Vergi oranlarının yüksek oluşu, vergi kayıp ve kaçağının en önemli sebebidir. Mükelleflerin vergiye karşı gösterdiği bir tepki olan vergi kaçırmayı da teşvik eder. Bu vaziyet vergi matrahını erozyona uğratırken ve aynı zamanda gelir kaybına da sebep olur.

2.6.2.7. Vergi Cezaları

Vergi cezaları, mükellefler için caydırıcı bir özellik taşımaktadır ve vergi kaçırma eğiliminden uzaklaşmalarını da sağlar. Vergi suçu işlenirse, vergi cezasıyla karşı karşıya kalınır. Bu cezalar para cezaları, olduğu gibi hapis cezaları da olabilir. Cezalandırılmaktan çekinen mükellef, bu baskı ile vergisel yükümlülüklerini yerine getirmeyi tercih eder. Fakat mükellefin cezalandırılabilmesi için, vergi suçunu işlemiş olması yetmez, mutlaka denetim ile vergi suçunun ortaya konması ve yaptırımı olan ceza ile sonuçlandırılması gerekir.

Bireylerin vergilemeye ilişkin suç sayılan davranışları ortaya koyma derecesi, vergi cezalarının etkinliğine bağlıdır. Mükellefler, denetim etkinliğine bağlı olarak ortaya çıkan yakalanma olasılığını ve cezaların etkinliğini göz önünde bulundurarak, vergiye tabi kazancının ne kadarını beyan edeceği, ne kadarını kaçıracağı konusundaki tercihini yapacaktır. Suç ve cezalar açısından etkinliği sağlanmış bir vergi sistemi içerisinde birey tüm, tercihini tüm kazancını beyan etme yönünde yapacaktır. Vergi cezalarının etkinliği aynı zamanda bireylerin vergi adaletinin sağlandığı düşüncelerinin artmasıyla vergiye gönüllü uyumları artacaktır (Aktan ve Çoban, 2006: 137-157).

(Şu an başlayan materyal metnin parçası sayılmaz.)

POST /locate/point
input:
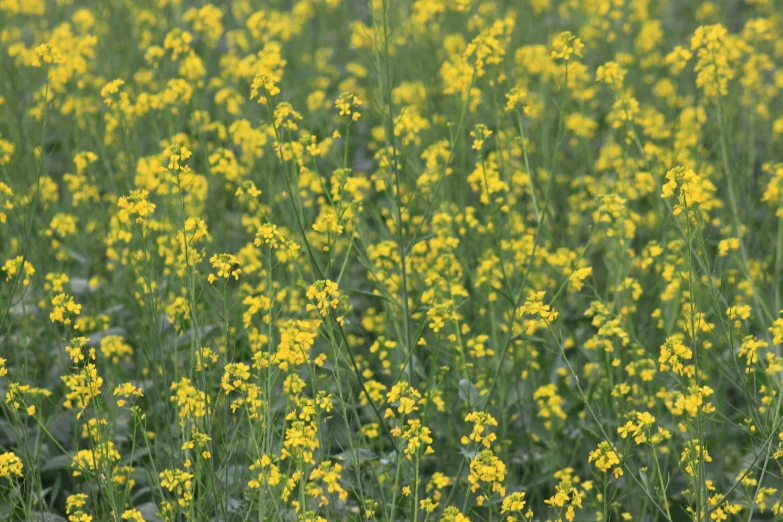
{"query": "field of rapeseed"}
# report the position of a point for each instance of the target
(391, 260)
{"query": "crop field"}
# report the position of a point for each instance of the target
(391, 260)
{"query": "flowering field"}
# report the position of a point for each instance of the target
(421, 260)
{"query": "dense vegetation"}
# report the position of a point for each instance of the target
(428, 260)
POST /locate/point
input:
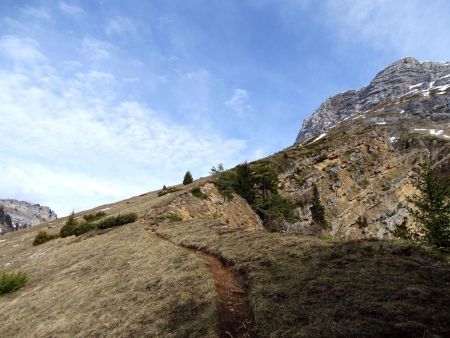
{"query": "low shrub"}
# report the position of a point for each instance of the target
(12, 281)
(111, 222)
(83, 228)
(42, 237)
(94, 217)
(173, 218)
(166, 191)
(198, 193)
(68, 228)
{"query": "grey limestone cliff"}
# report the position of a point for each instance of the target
(416, 86)
(24, 214)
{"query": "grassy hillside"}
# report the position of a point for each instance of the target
(123, 283)
(126, 281)
(310, 287)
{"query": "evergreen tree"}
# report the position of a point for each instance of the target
(430, 209)
(317, 209)
(217, 170)
(5, 218)
(69, 228)
(243, 184)
(188, 178)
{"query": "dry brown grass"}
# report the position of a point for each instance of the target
(126, 282)
(123, 283)
(308, 287)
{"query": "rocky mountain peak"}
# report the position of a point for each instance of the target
(24, 214)
(425, 82)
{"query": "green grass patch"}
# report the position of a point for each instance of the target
(12, 281)
(42, 237)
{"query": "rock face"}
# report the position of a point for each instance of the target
(361, 147)
(426, 82)
(24, 214)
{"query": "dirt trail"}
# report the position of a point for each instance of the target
(235, 315)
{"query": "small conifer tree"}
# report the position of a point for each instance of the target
(188, 178)
(318, 210)
(430, 209)
(68, 228)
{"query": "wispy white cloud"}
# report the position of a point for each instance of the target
(72, 144)
(96, 50)
(407, 27)
(120, 26)
(37, 12)
(239, 101)
(21, 49)
(71, 10)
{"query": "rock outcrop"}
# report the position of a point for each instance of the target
(360, 148)
(24, 214)
(421, 84)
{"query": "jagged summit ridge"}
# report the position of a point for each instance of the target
(406, 77)
(24, 214)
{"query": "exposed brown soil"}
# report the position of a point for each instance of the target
(235, 315)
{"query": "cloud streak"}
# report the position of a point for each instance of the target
(239, 102)
(410, 28)
(72, 144)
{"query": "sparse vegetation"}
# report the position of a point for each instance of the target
(166, 191)
(122, 219)
(258, 185)
(318, 210)
(198, 193)
(4, 217)
(85, 289)
(94, 217)
(84, 227)
(173, 218)
(42, 237)
(69, 227)
(430, 210)
(217, 169)
(187, 178)
(306, 287)
(12, 281)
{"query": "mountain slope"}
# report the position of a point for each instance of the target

Cezalar yalnızca mükelleflere değil, vergi sorumluları, kanuni temsilciler ve bunların suçlarına ortak olan ve yardım edenlere ayrıca vergi yasalarında bahsi geçen görevini yapmayan kamu memurlarına kesilir. Verginin beyan edilmediği durumlarda maddi cezaların yanı sıra bazen mahkemece hapis cezası da verilmektedir. Vergi sorumluları ve mükelleflerin vergiyi ödeme konusunda vergi cezalarının caydırıcı özelliği de bulunmaktadır.